In Year 8, Debating is introduced and pupils will also be able to select a second foreign language, choosing from either German or Spanish.
When pupils reach GCSE, they must take the following compulsory subjects: English Language, English Literature, a modern foreign language (from a choice of French, German or Spanish), Mathematics and the Sciences (from a choice of three separate sciences or Double Award Science). Pupils then select further GCSE subjects from a list of options comprising Art, Classical Civilisation, Classical Greek, Computing, Drama, Geography, German, History, Latin, Music, Physical Education, Theology and Philosophy and Spanish. All pupils have lessons in Physical Education.
Francis Holland is part of the London 11+ Consortium, which from 2023 onwards is introducing a new assessment process designed to ‘discover a child’s potential in creative and critical thinking, analysis, synthesis and problem-solving.’ The test is designed to go beyond testing cognitive skills. It will be 100 minutes in total, and is to be taken in the candidate’s current school. As well as this assessment, all applicants will be invited to Francis Holland for a half day of interviews in mid January, which will assess skills in problem-solving, critical thinking and creativity. The interview is designed to give a ‘more complete picture of your daughter’s unique personality and ability.’

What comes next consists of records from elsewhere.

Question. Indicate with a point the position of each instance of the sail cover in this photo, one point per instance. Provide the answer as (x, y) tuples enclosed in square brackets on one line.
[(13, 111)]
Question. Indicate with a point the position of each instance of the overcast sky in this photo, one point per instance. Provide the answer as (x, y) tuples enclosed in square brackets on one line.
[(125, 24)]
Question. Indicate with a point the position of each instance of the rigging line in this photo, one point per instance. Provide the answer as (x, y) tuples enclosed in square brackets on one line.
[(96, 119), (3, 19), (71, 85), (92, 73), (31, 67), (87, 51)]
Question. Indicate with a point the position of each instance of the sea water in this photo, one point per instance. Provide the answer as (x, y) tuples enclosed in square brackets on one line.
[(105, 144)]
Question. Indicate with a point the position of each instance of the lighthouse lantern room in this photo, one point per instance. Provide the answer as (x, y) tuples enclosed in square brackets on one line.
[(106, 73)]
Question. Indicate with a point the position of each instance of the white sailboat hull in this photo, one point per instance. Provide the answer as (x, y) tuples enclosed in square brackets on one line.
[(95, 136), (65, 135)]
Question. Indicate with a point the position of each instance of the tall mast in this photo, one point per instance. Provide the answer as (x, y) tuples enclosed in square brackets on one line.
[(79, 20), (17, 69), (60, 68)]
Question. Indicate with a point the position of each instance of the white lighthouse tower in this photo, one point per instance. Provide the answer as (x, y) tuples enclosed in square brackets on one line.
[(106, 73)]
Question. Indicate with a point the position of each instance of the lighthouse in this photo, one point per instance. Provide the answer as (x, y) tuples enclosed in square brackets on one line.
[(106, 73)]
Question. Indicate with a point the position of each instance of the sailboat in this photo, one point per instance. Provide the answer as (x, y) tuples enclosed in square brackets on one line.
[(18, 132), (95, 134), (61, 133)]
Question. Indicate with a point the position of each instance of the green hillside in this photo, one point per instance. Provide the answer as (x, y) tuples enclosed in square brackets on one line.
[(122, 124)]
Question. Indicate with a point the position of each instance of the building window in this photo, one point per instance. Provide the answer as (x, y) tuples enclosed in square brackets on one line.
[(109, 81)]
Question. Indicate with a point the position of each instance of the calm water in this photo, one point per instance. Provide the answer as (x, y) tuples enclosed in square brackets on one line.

What subjects do you enjoy at school?
How do you calculate the volume of a cube?
How would your teachers at school describe you?
What is 1 squared + 2 squared + 3 squared?
What books do you like?
What subject at school do you find the most difficult?
If you had to describe yourself using one adjective, what would you choose?
Do you think that you’re resilient?
Do you like playing in teams?
Are you a better team player or team leader?
What characteristics do you look for in your friends?
How would your best friend describe you?
What’s your greatest strength?
What do you think is your greatest weakness?